Ich möchte mich ausdrücklich bei Christoph Bergner bedanken. Lieber Christoph, ich gebe das Dankeschön gerne zurück. Ich möchte mich auch bei Manuel Sarrazin bedanken. Wir haben sehr gut zusammengearbeitet. Ich stelle einmal die gewagte These auf: Wenn Sarrazin, Bergner und Nietan die Dinge hätten alleine entscheiden können, hätten wir heute einen gemeinsamen Antrag gehabt.

(Beifall bei Abgeordneten der SPD und des BÜNDNISSES 90/DIE GRÜNEN sowie des Abg. Dr. Bernd Fabritius [CDU/CSU])

Ich habe es schon betont: Heute ist ein wichtiger Tag für Europa. Deshalb erlauben Sie mir bitte, nachdem schon so viel zum Nachbarschaftsvertrag gesagt worden ist, ein paar grundsätzliche Anmerkungen.

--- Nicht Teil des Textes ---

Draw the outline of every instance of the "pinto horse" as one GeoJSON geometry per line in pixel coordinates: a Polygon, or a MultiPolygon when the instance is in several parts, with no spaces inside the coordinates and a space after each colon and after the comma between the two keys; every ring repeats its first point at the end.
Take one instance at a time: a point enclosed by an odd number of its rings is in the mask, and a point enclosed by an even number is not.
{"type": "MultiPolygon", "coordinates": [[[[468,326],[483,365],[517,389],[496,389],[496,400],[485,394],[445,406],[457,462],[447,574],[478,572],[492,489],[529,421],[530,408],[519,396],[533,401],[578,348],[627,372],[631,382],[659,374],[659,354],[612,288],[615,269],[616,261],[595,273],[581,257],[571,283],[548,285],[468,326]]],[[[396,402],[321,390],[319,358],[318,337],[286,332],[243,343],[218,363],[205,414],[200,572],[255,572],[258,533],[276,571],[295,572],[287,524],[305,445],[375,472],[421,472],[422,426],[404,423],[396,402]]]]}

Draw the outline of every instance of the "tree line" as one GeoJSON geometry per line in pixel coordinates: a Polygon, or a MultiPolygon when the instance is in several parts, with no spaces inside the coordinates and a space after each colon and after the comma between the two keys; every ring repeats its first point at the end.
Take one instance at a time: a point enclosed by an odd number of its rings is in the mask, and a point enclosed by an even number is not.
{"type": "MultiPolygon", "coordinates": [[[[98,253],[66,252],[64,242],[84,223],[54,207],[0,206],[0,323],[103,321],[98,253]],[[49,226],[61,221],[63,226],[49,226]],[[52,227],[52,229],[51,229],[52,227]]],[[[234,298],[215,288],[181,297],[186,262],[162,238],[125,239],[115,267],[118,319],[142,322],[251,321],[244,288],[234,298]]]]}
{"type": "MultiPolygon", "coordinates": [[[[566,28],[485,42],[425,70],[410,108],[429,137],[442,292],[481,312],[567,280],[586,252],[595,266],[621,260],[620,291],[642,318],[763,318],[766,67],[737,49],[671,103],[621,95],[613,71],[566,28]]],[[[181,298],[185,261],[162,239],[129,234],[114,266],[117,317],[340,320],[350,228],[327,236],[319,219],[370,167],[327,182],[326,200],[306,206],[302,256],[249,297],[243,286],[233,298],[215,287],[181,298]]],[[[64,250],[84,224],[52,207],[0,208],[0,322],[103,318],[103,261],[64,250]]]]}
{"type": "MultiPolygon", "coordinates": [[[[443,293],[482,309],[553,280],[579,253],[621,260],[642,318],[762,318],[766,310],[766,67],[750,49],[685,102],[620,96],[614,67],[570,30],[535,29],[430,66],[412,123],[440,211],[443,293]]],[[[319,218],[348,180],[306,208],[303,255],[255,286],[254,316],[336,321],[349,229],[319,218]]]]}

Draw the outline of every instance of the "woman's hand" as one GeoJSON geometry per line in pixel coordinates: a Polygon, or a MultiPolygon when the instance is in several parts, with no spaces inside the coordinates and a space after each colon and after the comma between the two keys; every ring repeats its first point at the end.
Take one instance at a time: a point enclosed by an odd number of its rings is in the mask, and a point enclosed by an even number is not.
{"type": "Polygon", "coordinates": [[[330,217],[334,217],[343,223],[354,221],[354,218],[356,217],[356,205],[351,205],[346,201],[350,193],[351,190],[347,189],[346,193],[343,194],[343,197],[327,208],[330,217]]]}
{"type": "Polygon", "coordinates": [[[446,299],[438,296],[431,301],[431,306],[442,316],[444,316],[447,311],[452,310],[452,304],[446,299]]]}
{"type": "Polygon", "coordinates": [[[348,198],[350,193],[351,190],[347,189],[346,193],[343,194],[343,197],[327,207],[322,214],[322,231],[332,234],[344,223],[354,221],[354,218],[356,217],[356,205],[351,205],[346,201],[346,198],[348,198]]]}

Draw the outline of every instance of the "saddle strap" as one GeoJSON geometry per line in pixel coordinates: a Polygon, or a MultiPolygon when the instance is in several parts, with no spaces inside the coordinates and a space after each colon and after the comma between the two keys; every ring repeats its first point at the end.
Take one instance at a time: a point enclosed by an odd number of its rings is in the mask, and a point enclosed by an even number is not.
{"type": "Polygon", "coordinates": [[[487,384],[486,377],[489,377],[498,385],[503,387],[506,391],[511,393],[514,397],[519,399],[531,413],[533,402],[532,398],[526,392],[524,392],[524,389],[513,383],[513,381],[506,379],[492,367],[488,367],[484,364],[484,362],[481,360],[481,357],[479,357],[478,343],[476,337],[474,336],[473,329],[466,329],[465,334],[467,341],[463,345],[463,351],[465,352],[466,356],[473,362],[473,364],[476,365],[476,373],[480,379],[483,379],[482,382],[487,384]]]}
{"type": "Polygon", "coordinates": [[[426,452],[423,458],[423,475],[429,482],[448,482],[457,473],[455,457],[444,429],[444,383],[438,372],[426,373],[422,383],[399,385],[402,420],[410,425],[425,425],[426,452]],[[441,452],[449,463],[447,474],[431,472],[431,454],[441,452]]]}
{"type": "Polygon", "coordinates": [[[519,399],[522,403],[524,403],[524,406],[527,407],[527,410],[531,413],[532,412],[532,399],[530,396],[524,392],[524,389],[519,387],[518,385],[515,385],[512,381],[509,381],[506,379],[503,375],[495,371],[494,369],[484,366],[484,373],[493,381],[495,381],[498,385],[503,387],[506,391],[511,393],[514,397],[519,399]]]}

Viele Polen und Deutsche sind heute in dem Hoffen und Bangen miteinander vereint, dass die Bürgerinnen und Bürger Großbritanniens, die sich für den Verbleib Großbritanniens in der EU aussprechen, eine Mehrheit haben. Ich finde, unabhängig davon, wie die Entscheidung in Großbritannien heute ausgeht, sollten uns der Mut und der Freiheitswille der polnischen Nation ein Vorbild sein, morgen unabhängig vom Ausgang dieses Referendums noch härter und noch intensiver daran zu arbeiten, dass Europa zusammenwächst.

(Beifall bei der SPD sowie bei Abgeordneten der CDU/CSU, der LINKEN und des BÜNDNISSES 90/DIE GRÜNEN)

Liebe Kolleginnen und Kollegen, auf den Tag genau 46 Jahre, nachdem der Warschauer Aufstand von den deutschen Besatzern brutal niedergeschlagen wurde, konnten wir Deutschen unsere Wiedervereinigung feiern. Wir konnten sie auch deshalb feiern, weil das polnische Volk immer schon für die Freiheitsliebe und für die Freiheit in Europa gestanden hat. Ich erinnere an die erste moderne Verfassung, die es in Polen gab. Ich erinnere an die Losung des Novemberaufstands von 1830: „Für unsere und eure Freiheit!“

Ich selber werde den 14. August 1980 nicht vergessen. An jenem Tag konnten wir ein Bild sehen, das um die Welt ging. Damals stand ein Mann mit einem sehr charakteristischen Schnauzbart auf der Mauer der Danziger Lenin-Werft, und man konnte seinem Blick entnehmen, dass er sehr entschlossen war und keine Angst hatte. Lech Walesa stand auf der Mauer und lächelte die Hoffnung zuversichtlich heraus. Dieses Bild werden viele von uns nicht vergessen.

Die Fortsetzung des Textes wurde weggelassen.